Is there a characterization of measure zero subsets $A$ of $\mathbb R^n$, $n>1$ such that the set $A+A$ contains interior? Here $A+A$ is the set of points $\{ x+y \mid x, y\in A \}$.
Is it true that if the convex hull of the connected component of $A$ contains interior then so does $A+A$?
Regarding Question #1.
There's one obvious dimensional obstruction (for example consider the Hausdorff dimension of A).
There is some research about it in the 1-dimensional case, such as the well-known theorem that K+K contains an interval, and related conjectures and works by Pallis, Furstenberg and Yoccoz. Even this one-dimensional theory is not complete as far as I know, so characterizing such a statement in larger dimensions would seem improbable now.

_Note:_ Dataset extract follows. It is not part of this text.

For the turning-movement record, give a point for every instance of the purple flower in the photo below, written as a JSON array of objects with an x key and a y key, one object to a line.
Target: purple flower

If say your set A is the product of two sets $A=A_{x} \times A_{y}$, such that $A_{x}+A_{x}$ contains an interval, and $A_{y}+A_{y}$ contains an interval, then one can have that the sumset of the product $A$ will contain a rectangle.

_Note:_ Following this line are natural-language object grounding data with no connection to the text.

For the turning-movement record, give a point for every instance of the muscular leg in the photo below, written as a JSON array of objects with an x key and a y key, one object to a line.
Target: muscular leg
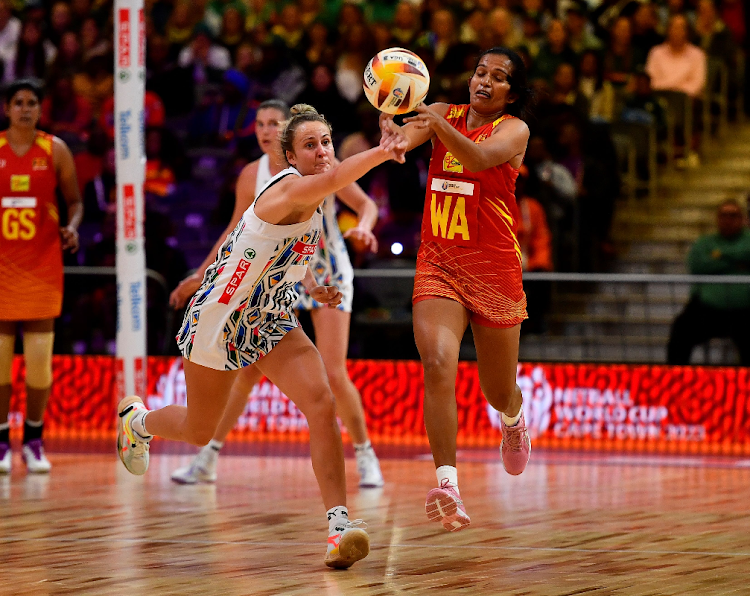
[
  {"x": 332, "y": 340},
  {"x": 208, "y": 393},
  {"x": 497, "y": 361},
  {"x": 439, "y": 326},
  {"x": 296, "y": 368},
  {"x": 7, "y": 341},
  {"x": 37, "y": 397},
  {"x": 243, "y": 385}
]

The one thing that can help you tackle the problem in larger dimensions, is the fact that you can sometimes say something smart about the projection of your set in a.e. direction (especially if your set is self-similar). For example this is the content of early works by Furstenberg (back in the 60s), and even some recent works (such as Hochman-Shmerkin - arXiv:0910.1956).
I hope that by taking two independent generic directions, you can say something smart about the projections (Hausdorff dimension? entropy estimates?), and then maybe one can use the one-dimensional theory to get that the sumset of the projection contains an interval. Of-course, it is not enough to get an interval in the projection, because your set might not be rectangular set itself, but maybe if your set if self-similiar, you can wiggle the pieces around to construct an inner rectangle.
By Masterand's theorem, I'm guessing that a resonable bet here would be $dim_{H}(A)>1$ (or maybe even take the upper packing dimension of $A$ to be bigger than $1$) for "nice enoguh" sets $A$, although I'm pretty sure this is open in general (because of Pallis' conjecture).
For question #1, I don't know.
For question #2, the answer is no. Consider the edges of your favorite polyhedron in $\mathbb R^3$. They are connected. Their convex hull, the entire polyhedron, obviously has a nonempty interior. But $A+A$ is a finite union of two-dimensional parallelograms and thus cannot have interior in $\mathbb R^3$.